4. Don Juan DeMarco (1994)

This movie has to be appreciated as a lesson in virtuosic acting if for nothing else, casting Johnny Depp beside his mentor and Jabba-the-Hutt-in-the-making Marlon Brando. It’s like you’re watching the torch being passed from one towering great to another. Johnny even plays two “kind-of” characters, as both the seducing Spaniard Don Juan, and the Johnny Deppish nobody who adopts this character, accent and all, to make his life a little more fulfilling. Brando’s character even learns a lesson in passion by the end of the movie from the Depp’s confused-seeming character. Almost an allegory to the relationshipDepp and Brando shared in actuality, this movie could easily be mistaken for a documentary.
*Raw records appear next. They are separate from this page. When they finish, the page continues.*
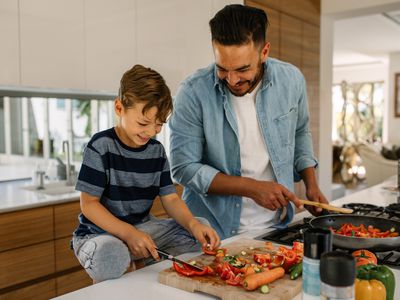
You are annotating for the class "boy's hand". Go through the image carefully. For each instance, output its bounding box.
[125,229,160,260]
[189,219,221,249]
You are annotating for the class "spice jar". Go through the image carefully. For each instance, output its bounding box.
[320,251,356,300]
[302,228,332,300]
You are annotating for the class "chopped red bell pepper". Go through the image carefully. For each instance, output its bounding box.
[282,250,297,272]
[173,262,214,276]
[253,253,271,265]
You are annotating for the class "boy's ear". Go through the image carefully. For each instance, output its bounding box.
[114,98,124,117]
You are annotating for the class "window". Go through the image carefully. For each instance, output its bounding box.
[0,97,6,153]
[0,87,115,162]
[332,82,384,144]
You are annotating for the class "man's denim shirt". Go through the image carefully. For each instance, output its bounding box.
[169,58,317,238]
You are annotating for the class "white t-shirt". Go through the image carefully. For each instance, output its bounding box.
[230,82,275,233]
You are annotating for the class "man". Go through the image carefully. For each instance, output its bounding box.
[169,5,327,238]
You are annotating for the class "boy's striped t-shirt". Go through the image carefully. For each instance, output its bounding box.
[75,128,176,236]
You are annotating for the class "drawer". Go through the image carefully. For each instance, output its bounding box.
[54,201,81,239]
[0,279,56,300]
[0,241,55,289]
[55,237,80,272]
[56,269,92,299]
[0,206,54,252]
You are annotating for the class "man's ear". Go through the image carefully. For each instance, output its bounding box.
[261,42,271,63]
[114,98,124,117]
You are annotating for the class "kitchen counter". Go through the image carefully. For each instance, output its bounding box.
[52,179,400,300]
[0,180,80,213]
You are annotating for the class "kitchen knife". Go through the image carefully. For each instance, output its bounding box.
[156,249,203,271]
[299,199,353,214]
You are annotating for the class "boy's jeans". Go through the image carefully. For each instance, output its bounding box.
[72,216,209,282]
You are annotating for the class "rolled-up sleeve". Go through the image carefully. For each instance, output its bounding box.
[169,84,219,194]
[294,75,318,181]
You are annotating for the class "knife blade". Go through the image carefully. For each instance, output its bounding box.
[156,249,203,271]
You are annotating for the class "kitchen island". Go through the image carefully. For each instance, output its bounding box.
[53,179,400,300]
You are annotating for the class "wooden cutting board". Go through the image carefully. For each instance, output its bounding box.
[158,239,302,300]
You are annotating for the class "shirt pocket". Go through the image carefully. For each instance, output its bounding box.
[274,107,297,148]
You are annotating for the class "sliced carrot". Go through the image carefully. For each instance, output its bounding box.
[243,267,285,291]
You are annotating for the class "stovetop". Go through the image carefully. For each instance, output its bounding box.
[256,203,400,269]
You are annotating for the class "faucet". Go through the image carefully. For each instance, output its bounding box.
[63,141,74,186]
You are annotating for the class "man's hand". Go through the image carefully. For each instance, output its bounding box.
[250,180,303,210]
[125,228,160,260]
[305,186,329,216]
[189,218,221,249]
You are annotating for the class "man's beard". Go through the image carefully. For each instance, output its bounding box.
[224,62,264,97]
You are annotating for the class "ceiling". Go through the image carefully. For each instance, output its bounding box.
[333,11,400,67]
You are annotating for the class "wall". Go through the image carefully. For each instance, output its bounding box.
[387,52,400,145]
[0,0,243,93]
[319,0,400,199]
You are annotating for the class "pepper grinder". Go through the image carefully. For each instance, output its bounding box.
[319,251,356,300]
[302,228,332,300]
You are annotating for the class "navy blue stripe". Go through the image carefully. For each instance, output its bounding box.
[118,209,150,225]
[104,185,160,201]
[106,153,165,173]
[160,171,172,187]
[78,164,107,188]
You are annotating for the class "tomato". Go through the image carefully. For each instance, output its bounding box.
[282,250,297,272]
[225,274,243,285]
[351,249,378,267]
[172,262,214,276]
[202,246,228,257]
[268,254,285,269]
[253,253,271,265]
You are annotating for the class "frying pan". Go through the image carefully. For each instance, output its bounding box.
[310,215,400,251]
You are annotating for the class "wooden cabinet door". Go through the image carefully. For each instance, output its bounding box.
[0,206,54,252]
[54,201,81,239]
[0,241,55,288]
[55,237,80,272]
[280,14,302,69]
[246,0,280,58]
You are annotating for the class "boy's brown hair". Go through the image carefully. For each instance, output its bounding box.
[119,65,172,122]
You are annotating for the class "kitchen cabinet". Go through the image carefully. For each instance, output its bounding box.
[17,0,85,89]
[0,0,20,85]
[0,185,182,300]
[0,201,92,300]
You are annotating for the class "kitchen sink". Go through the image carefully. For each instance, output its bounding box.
[21,181,75,196]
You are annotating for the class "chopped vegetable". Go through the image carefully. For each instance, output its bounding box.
[355,278,386,300]
[260,284,269,294]
[243,267,285,291]
[351,249,378,267]
[330,223,399,238]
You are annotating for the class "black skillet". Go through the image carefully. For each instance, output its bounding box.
[310,214,400,251]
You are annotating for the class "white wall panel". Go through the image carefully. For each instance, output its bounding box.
[0,0,20,85]
[19,0,85,89]
[85,0,136,93]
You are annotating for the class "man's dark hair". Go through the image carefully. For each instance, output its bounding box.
[210,4,268,46]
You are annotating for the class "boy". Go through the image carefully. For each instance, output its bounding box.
[73,65,220,283]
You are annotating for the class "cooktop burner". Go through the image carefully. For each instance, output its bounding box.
[256,203,400,269]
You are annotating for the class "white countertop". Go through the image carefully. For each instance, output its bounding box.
[52,180,400,300]
[0,180,80,213]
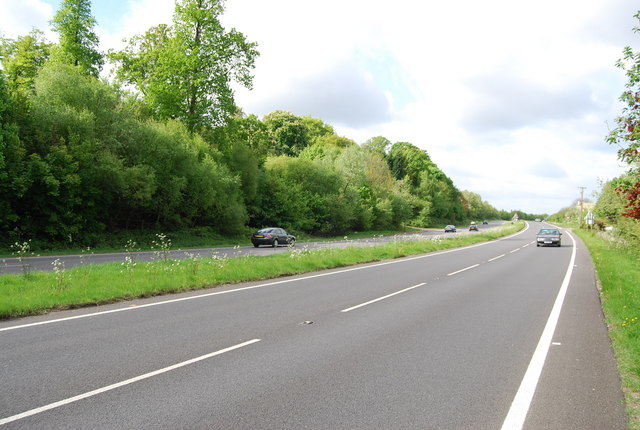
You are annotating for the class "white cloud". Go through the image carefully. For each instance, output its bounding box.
[0,0,53,38]
[0,0,639,213]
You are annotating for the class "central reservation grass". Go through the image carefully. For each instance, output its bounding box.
[0,223,524,318]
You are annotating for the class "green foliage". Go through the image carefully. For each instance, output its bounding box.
[362,136,391,156]
[575,230,640,429]
[109,0,258,132]
[262,110,311,156]
[0,29,51,94]
[594,179,625,224]
[0,5,500,249]
[607,12,640,220]
[51,0,104,77]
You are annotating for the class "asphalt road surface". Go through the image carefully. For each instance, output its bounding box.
[0,225,626,430]
[0,221,503,275]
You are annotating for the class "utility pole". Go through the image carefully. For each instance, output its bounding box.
[578,187,587,227]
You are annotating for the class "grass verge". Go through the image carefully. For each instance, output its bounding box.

3. What’s Eating Gilbert Grape (1993)

A brooding Johnny Depp plays a responsible, yet frustrated older brother to a mentally challenged Leonardo DiCaprio. The pain in Depp’s eyes as Gilbert is almost tangible, coming from some observably deep personal angst brought to this character with hardly a filter. This movie captures some of the best emotional range from Depp; depth you won’t find in an installment of the Pirates franchise (the fourth is currently being filmed).

2. Fear and Loathing in Las Vegas (1998)

Not many actors can brag about developing a close friendship with Hunter S. Thompson by simply sleeping in his basement for a prolonged period. Johnny Depp is the exception. As part of some deeply imbedded character research, Depp studied this man’s mannerisms and speech patterns like a vulture would its shriveling prey. The result was a portrayal that would prove too infectious not to imitate. Though some may argue Bill Murray’s interpretation in Where the Buffalo Roam was better, the two remain in separate leagues of their own. Of course, when the late Thompson requested that his ashes be shot out of a giant, fist-shaped cannon behind his home-ranch in Colorado, Johnny Depp was there to light the fuse.

1. Edward Scissorhands (1990)

This movie is the quintessential everything: the quintessential Burton-Depp feature, the quintessential gothic reference film, the quintessential actualization of a director’s untidy, yet unblemished imagination on screen. A modern Frankenstein tale, no other film packs so much substance without having been based on a novel so much as doodles from a alienated-child-at-heart’s sketchbook. Depp brought his high-caliber ability to craft a character to its utmost register, embodying a character that speaks a great deal of content in few words (or lines). His evocative conception is that of a child, and, in a sense, Tim Burton himself, only in a more fantastical context. It’s a shame that Burton nowadays is a lot more lax than his former, pent-up self, being the one that drew explicit Minnie Mouse variations in his spare time.